Strangely, on the day following Canada’s loss to Latvia, the Canadian team didn’t practise; the day after losing to the U.S., they didn’t practise; and on game day in a do-or-die matchup against Czechia, they didn’t practise.

Cameron’s rationale for having fewer practices was peculiar for a team composed of teenagers.

“Because we were exhausted,” said Cameron. “There’s no system for tired hockey players.”

On Thursday, it seemed as though Canada would survive the first period down only 2-1 when the hapless Dickinson pinched to try to force offence and was burned with the Czechs racing down on another two-on-one. To add insult to misery, Czechia later claimed a 3-1 lead with just 2.1 seconds left in the period. 

Dickinson wouldn’t have been asked to do so much heavy lifting offensively if Canada had put more pure talent on their roster.
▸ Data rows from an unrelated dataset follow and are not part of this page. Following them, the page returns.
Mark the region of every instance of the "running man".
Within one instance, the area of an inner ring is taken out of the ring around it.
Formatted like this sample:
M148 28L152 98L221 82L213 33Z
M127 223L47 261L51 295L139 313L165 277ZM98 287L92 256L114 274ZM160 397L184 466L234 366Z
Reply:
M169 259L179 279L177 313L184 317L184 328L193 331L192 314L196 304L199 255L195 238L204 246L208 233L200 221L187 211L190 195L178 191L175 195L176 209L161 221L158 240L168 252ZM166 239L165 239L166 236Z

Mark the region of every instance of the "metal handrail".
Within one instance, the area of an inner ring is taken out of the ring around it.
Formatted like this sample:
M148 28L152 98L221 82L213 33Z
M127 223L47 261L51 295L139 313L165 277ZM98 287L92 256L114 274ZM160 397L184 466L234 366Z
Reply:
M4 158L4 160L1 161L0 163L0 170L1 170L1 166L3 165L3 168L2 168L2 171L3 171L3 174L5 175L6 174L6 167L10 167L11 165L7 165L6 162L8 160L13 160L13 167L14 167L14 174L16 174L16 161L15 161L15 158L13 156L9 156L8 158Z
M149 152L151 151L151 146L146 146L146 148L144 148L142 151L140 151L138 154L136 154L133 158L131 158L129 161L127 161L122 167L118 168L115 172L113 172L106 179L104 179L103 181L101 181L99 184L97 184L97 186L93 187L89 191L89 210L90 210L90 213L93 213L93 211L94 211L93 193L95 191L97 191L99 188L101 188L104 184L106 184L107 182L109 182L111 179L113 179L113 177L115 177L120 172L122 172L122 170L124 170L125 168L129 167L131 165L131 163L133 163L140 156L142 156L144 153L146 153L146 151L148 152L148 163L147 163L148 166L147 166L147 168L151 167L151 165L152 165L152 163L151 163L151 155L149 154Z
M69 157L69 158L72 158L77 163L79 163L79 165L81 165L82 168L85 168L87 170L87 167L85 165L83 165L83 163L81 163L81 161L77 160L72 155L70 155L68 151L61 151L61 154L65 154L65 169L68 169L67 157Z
Canada left defencemen Zayne Parekh and Carter Yakemchuk sitting at home. Both had scored at a higher rate per game than all of Canada’s defence at the junior level aside from Dickinson and Matthew Schaefer, who broke his collarbone in the second game of the tournament. 

Meanwhile, high scoring forwards Beckett Sennecke and Michael Misa were also left off the team. Why? Canada inserted checkers in their lineup such as Tanner Howe, Mathieu Cataford, Ethan Gauthier, and Cole Beaudoin with the goal of being more defensively sound, but their opponents played Czechbook hockey to shut the team down (a joke for the sake of levity).

The Canadians couldn’t score, finishing with 11 goals in five games with the lowest shooting percentage in the tournament at 6.34 per cent.

Canada’s special teams also let them down. Canada finished in the bottom-half of the tournament, running a 74.1 per cent penalty kill and a 21.1 per cent power play, both ranked sixth in the tournament. 

The power play was more effective against Czechia. It got them back in the game when Porter Martone made a wonderful tip to cut the lead to 3-2. Then they played their best period of the tournament, outshooting Czechia 14 to six. Bradly Nadeau scored by finishing off a rebound to tie the game 3-3, seemingly sending the game to overtime. However, they were unable to capitalize off many more of their chances.

In the end, ill-timed penalties bit them in the you-know-what when Andrew Gibson took a kneeing penalty with less than three minutes left in the game. With 39.4 seconds left, Jecho sniped a shot past Carter George which the goaltender will be thinking about for a long, long time. 

It ended for Canada the way it was bound to — allowing a goal on the kill after an untimely penalty.

McKenna, likely the face of Canada’s team next year, was not too pleased with the officiating.

“Speaks for itself, it was terrible,” said McKenna.

If you want to go glass half full, he is the future of Canadian hockey. A lot needs to change for McKenna and Canadian fans to replace tears of sadness with ones of joy.

The 2025 world juniors in Ottawa were supposed to bring a flurry of memorable moments in Canadian hockey history, such as the Summit Series in 1972. Now, it’s time for a different form of a summit. This one will be needed within the organization of Hockey Canada.

What’s clear is Hockey Canada needs a new approach to this tournament so that their failure to make the medal round is a blip and not a trend.